Thursday, February 28, 2013

Rise of the Machines: Computational Linguistics

We've said before that Google Translate isn't very good, and it isn't. The main problem is that when we compare it to human translators, it's proven to be horrendous. However, the science behind it, known as computational linguistics, is very impressive.

If you've ever tried programming you know it's not the easiest subject. Programming languages follow a strict syntax that can rarely be broken. With natural languages you can make a mistake and be understood, whereas computers refuse to allow the user such liberties.

When you combine programming with the field of linguistics you end up with what we call computational linguistics. Its function is to model human, or natural, languages, often with the use of crazy mathematics and programming.

Computational linguistics, like most technology, came about due to political paranoia during the 1950s. When the United States became aware that it had made some foreign enemies, it decided that messages needed to be translated into English, rather than learn another language. How times have changed...

Even this is more advanced than the
machine they tried to translate with.
The initial research was done using text, as speech recognition poses its own problems.
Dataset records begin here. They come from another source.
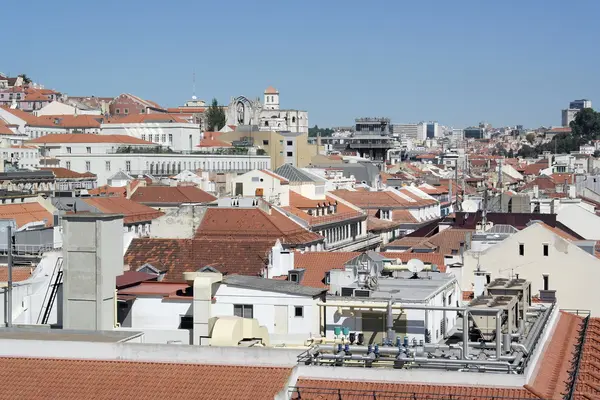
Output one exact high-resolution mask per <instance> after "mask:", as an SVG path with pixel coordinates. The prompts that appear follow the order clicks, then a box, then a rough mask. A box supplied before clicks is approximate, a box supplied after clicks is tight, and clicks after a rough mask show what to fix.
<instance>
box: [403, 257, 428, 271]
mask: <svg viewBox="0 0 600 400" xmlns="http://www.w3.org/2000/svg"><path fill="white" fill-rule="evenodd" d="M406 265H407V266H408V269H409V271H410V272H413V273H415V274H418V273H419V272H421V271H423V269H425V264H424V263H423V261H421V260H419V259H418V258H413V259H411V260H408V262H407V263H406Z"/></svg>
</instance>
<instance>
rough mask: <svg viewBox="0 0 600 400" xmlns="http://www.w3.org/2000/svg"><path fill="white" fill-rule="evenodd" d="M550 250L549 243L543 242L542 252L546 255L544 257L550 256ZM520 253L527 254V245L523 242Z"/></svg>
mask: <svg viewBox="0 0 600 400" xmlns="http://www.w3.org/2000/svg"><path fill="white" fill-rule="evenodd" d="M549 251H550V247H549V246H548V245H547V244H545V243H544V244H542V254H543V255H544V257H548V254H549ZM519 255H520V256H524V255H525V245H524V244H523V243H520V244H519Z"/></svg>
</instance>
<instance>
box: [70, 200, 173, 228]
mask: <svg viewBox="0 0 600 400" xmlns="http://www.w3.org/2000/svg"><path fill="white" fill-rule="evenodd" d="M82 200H83V201H84V202H85V203H86V204H88V205H90V206H92V207H95V208H96V209H98V210H99V211H100V212H102V213H105V214H123V217H124V218H123V222H124V223H125V224H132V223H135V222H143V221H151V220H153V219H156V218H158V217H160V216H162V215H164V214H165V213H163V212H162V211H158V210H155V209H154V208H152V207H148V206H145V205H143V204H140V203H136V202H135V201H132V200H129V199H126V198H124V197H87V198H82Z"/></svg>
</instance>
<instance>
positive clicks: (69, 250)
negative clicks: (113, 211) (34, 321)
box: [63, 214, 123, 330]
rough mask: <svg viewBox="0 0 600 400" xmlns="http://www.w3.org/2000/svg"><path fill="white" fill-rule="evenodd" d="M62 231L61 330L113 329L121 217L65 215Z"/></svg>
mask: <svg viewBox="0 0 600 400" xmlns="http://www.w3.org/2000/svg"><path fill="white" fill-rule="evenodd" d="M63 232H64V245H63V248H64V275H63V282H64V283H63V291H64V292H63V293H64V302H63V327H64V328H66V329H83V330H110V329H113V328H114V326H115V319H116V315H115V286H116V282H115V279H116V276H117V275H121V274H122V273H123V252H122V249H123V218H122V216H120V215H110V214H104V215H97V214H73V215H67V216H64V217H63Z"/></svg>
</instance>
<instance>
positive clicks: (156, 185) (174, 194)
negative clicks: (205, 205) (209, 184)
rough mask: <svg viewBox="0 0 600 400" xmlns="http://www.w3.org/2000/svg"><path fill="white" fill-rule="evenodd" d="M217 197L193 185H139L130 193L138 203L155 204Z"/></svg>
mask: <svg viewBox="0 0 600 400" xmlns="http://www.w3.org/2000/svg"><path fill="white" fill-rule="evenodd" d="M216 199H217V198H216V197H215V196H213V195H211V194H209V193H207V192H205V191H204V190H202V189H200V188H198V187H195V186H158V185H150V186H140V187H138V188H137V189H136V190H135V191H134V192H133V194H132V195H131V200H133V201H137V202H138V203H145V204H156V205H165V206H166V205H179V204H186V203H210V202H212V201H214V200H216Z"/></svg>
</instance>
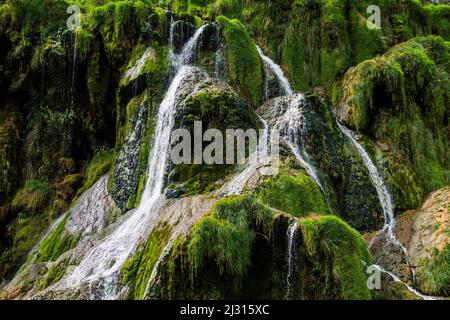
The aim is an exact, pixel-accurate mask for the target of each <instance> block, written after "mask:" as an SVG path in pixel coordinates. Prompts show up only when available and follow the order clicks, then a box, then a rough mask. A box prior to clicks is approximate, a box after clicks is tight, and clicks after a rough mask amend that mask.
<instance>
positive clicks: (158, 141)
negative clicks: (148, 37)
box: [64, 28, 204, 299]
mask: <svg viewBox="0 0 450 320" xmlns="http://www.w3.org/2000/svg"><path fill="white" fill-rule="evenodd" d="M203 30H204V29H203V28H200V29H198V30H197V32H196V33H195V34H194V36H193V37H192V38H191V39H190V40H189V42H188V43H187V44H186V45H185V46H184V48H183V50H182V52H181V53H180V55H179V56H178V57H177V60H176V61H172V62H173V63H174V64H175V65H176V67H177V69H178V72H177V75H176V76H175V77H174V79H173V81H172V83H171V85H170V87H169V89H168V91H167V92H166V94H165V97H164V99H163V101H162V102H161V104H160V107H159V111H158V116H157V120H156V127H155V133H154V141H153V147H152V151H151V153H150V158H149V166H148V172H147V176H148V180H147V184H146V186H145V189H144V192H143V195H142V200H141V203H140V205H139V207H138V208H137V209H136V210H134V211H133V212H130V213H129V217H127V219H126V220H125V221H124V222H123V223H122V224H120V225H119V226H118V227H117V229H115V230H114V231H113V232H112V233H111V234H109V235H108V236H107V237H106V238H104V239H103V240H102V241H101V242H100V243H99V244H98V245H97V246H95V247H94V248H93V249H92V250H91V251H90V252H89V253H88V255H87V256H85V257H84V258H83V259H82V260H81V261H80V263H79V265H78V266H77V268H76V269H75V270H74V271H73V272H72V273H71V274H70V275H69V276H68V278H67V279H66V280H65V282H64V284H65V285H66V286H67V287H72V288H76V287H80V286H81V285H83V284H87V285H88V286H89V287H90V292H91V295H92V297H93V298H97V299H98V298H100V299H115V298H117V296H118V294H119V292H118V291H119V285H118V284H119V274H120V267H121V266H122V264H123V263H124V262H125V261H126V259H127V258H128V256H130V254H131V253H132V252H133V250H134V249H135V246H136V244H137V243H138V241H139V238H140V236H141V235H142V233H143V231H144V230H145V228H146V227H148V226H147V223H146V222H148V220H149V219H150V218H151V216H152V212H154V209H156V206H157V204H158V203H161V202H162V199H163V198H164V196H163V187H164V175H165V171H166V170H165V169H166V165H167V160H168V154H169V146H170V134H171V132H172V128H173V125H174V117H175V112H176V105H177V104H176V93H177V91H178V90H179V88H180V86H181V85H182V83H183V80H184V79H185V78H186V77H187V76H188V75H189V74H190V73H192V72H193V71H194V70H195V68H194V67H190V66H188V65H186V64H188V63H191V62H192V59H193V56H194V55H193V53H192V52H189V51H191V50H194V49H195V48H197V42H196V41H197V40H198V39H199V38H200V35H201V33H202V32H203ZM94 287H95V288H94Z"/></svg>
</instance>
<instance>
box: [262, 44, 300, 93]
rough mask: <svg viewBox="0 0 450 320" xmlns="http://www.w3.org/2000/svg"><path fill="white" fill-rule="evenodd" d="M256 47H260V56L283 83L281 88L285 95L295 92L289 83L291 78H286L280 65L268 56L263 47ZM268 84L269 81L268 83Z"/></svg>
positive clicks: (275, 75)
mask: <svg viewBox="0 0 450 320" xmlns="http://www.w3.org/2000/svg"><path fill="white" fill-rule="evenodd" d="M256 48H257V49H258V53H259V56H260V57H261V59H262V60H263V62H264V65H265V66H266V67H267V68H268V69H269V70H270V71H272V72H273V73H274V74H275V76H276V77H277V79H278V82H279V83H280V85H281V88H282V89H283V91H284V95H285V96H290V95H291V94H293V93H294V92H293V90H292V88H291V85H290V83H289V80H288V79H287V78H286V76H285V75H284V73H283V70H281V68H280V66H279V65H277V64H276V63H275V62H273V60H272V59H270V58H269V57H267V56H266V55H265V54H264V52H263V51H262V49H261V48H260V47H258V46H256ZM266 85H267V83H266Z"/></svg>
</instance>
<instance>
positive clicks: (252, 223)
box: [187, 196, 273, 283]
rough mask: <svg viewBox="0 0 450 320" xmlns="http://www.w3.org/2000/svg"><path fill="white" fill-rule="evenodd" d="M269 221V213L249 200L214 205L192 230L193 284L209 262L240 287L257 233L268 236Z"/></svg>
mask: <svg viewBox="0 0 450 320" xmlns="http://www.w3.org/2000/svg"><path fill="white" fill-rule="evenodd" d="M272 220H273V214H272V210H271V209H269V208H268V207H266V206H264V205H262V204H261V203H259V202H258V201H257V200H255V199H254V198H252V197H250V196H237V197H230V198H226V199H223V200H219V201H217V202H216V203H215V204H214V207H213V209H212V210H211V212H210V214H208V215H207V216H205V217H204V218H203V219H202V220H201V221H200V222H199V223H198V224H197V225H196V226H195V227H194V228H193V230H192V233H191V235H190V238H189V240H188V245H187V256H188V261H189V266H190V274H191V279H192V281H194V279H195V278H196V277H197V276H199V275H200V274H201V271H202V269H203V268H204V267H205V266H206V265H207V263H208V262H210V263H213V264H215V265H216V266H217V267H218V270H219V273H220V274H224V273H226V274H229V275H231V276H232V277H233V279H234V280H235V282H236V283H239V282H240V281H241V280H242V278H243V277H244V276H245V274H246V272H247V269H248V267H249V265H250V260H251V250H252V244H253V242H254V239H255V232H256V230H258V229H260V230H263V231H262V232H265V233H266V234H268V233H270V228H271V222H272ZM211 244H214V245H211Z"/></svg>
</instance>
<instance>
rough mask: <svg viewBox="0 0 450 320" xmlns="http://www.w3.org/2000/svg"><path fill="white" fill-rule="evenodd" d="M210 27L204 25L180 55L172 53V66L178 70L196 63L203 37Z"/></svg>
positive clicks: (192, 38)
mask: <svg viewBox="0 0 450 320" xmlns="http://www.w3.org/2000/svg"><path fill="white" fill-rule="evenodd" d="M208 26H209V24H204V25H203V26H201V27H200V28H199V29H198V30H197V31H196V32H195V33H194V35H193V36H192V37H191V38H190V39H189V41H188V42H187V43H186V45H185V46H184V48H183V50H182V52H181V53H180V54H175V53H173V52H172V53H171V55H172V56H173V61H172V64H173V65H174V66H175V68H176V69H179V68H180V67H181V66H184V65H190V64H192V63H194V62H195V60H196V59H197V55H198V48H199V47H200V46H201V41H202V38H201V36H202V34H203V32H204V31H205V29H206V28H207V27H208ZM172 41H173V40H172Z"/></svg>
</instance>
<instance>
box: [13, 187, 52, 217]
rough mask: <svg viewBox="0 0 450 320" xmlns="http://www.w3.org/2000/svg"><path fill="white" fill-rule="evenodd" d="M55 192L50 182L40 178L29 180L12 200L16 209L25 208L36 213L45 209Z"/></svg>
mask: <svg viewBox="0 0 450 320" xmlns="http://www.w3.org/2000/svg"><path fill="white" fill-rule="evenodd" d="M52 194H53V190H52V187H51V185H50V184H49V183H47V182H43V181H40V180H27V181H26V182H25V186H24V187H23V188H22V189H20V190H19V191H18V192H17V193H16V195H15V196H14V198H13V200H12V206H13V207H14V208H15V210H18V211H20V210H25V211H26V212H28V213H31V214H35V213H37V212H38V211H40V210H42V209H44V208H45V207H46V206H47V205H48V203H49V201H50V199H51V197H52Z"/></svg>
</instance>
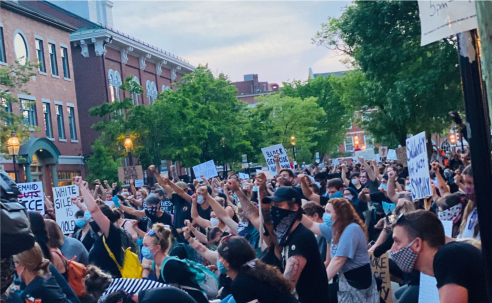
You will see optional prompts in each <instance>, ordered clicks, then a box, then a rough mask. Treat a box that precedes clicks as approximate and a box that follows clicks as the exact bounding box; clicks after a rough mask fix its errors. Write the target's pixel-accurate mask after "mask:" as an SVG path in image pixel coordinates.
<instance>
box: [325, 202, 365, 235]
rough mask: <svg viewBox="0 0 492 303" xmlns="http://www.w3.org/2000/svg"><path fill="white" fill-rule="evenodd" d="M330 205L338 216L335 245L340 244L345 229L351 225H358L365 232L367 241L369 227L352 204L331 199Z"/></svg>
mask: <svg viewBox="0 0 492 303" xmlns="http://www.w3.org/2000/svg"><path fill="white" fill-rule="evenodd" d="M328 203H330V204H332V205H333V209H334V210H335V213H336V214H337V219H336V221H335V223H334V224H333V230H334V234H333V243H335V244H337V243H338V241H339V240H340V237H341V235H342V233H343V231H344V230H345V227H347V226H348V225H349V224H350V223H356V224H358V225H359V226H360V227H361V228H362V230H363V231H364V234H365V235H366V239H367V227H366V225H365V224H364V222H362V220H361V219H360V217H359V215H358V214H357V212H356V211H355V209H354V207H353V206H352V203H350V202H349V201H348V200H347V199H344V198H334V199H330V200H329V201H328Z"/></svg>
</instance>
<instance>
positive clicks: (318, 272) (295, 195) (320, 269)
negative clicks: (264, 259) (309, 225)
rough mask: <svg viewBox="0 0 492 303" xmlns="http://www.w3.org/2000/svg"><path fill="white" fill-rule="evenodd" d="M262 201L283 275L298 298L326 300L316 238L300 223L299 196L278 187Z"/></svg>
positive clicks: (294, 190)
mask: <svg viewBox="0 0 492 303" xmlns="http://www.w3.org/2000/svg"><path fill="white" fill-rule="evenodd" d="M262 203H266V204H271V206H272V207H271V209H270V211H266V212H265V211H263V215H264V220H265V222H268V221H272V224H273V227H274V232H275V234H276V236H277V239H278V243H279V245H280V246H281V247H282V258H283V264H284V268H285V270H284V277H285V278H286V279H287V280H289V281H290V282H291V285H292V289H295V291H296V293H297V295H298V297H299V301H300V302H302V303H310V302H320V303H325V302H328V278H327V275H326V271H325V267H324V264H323V262H322V261H321V256H320V254H319V250H318V244H317V242H316V238H315V236H314V234H313V233H312V232H311V231H310V230H309V229H307V228H306V227H304V225H302V223H301V219H302V213H303V211H302V207H301V206H302V203H301V196H300V195H299V193H298V192H297V191H296V190H295V189H293V188H291V187H281V188H279V189H278V190H277V191H276V192H275V194H274V195H273V196H269V197H266V198H264V199H263V200H262Z"/></svg>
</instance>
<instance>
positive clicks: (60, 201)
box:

Unsurprisingly, what really interested the Americans was the Russians. They needed scientific journals translated from Russian to English, and en masse.

As you can imagine given the state of current machine translation, sixty years ago the technology was even less advanced. So much so that the scientists were required to reassess the whole field. Word for word translation would barely make any sense, and once they knew that grammar, syntax, lexicon, and morphology were essential to producing high-quality and accurate translations, they had ultimately given themselves significantly more work.

What started as research into using machines to monitor the Russians has since developed into the study of what makes languages work and how to synthesize them. Though  machine translation can be easily criticised, you cannot take away some of the phenomenal work that goes on in computational linguistics departments across the world as they endeavour to map, model and analyse our favourite thing in the world, languages.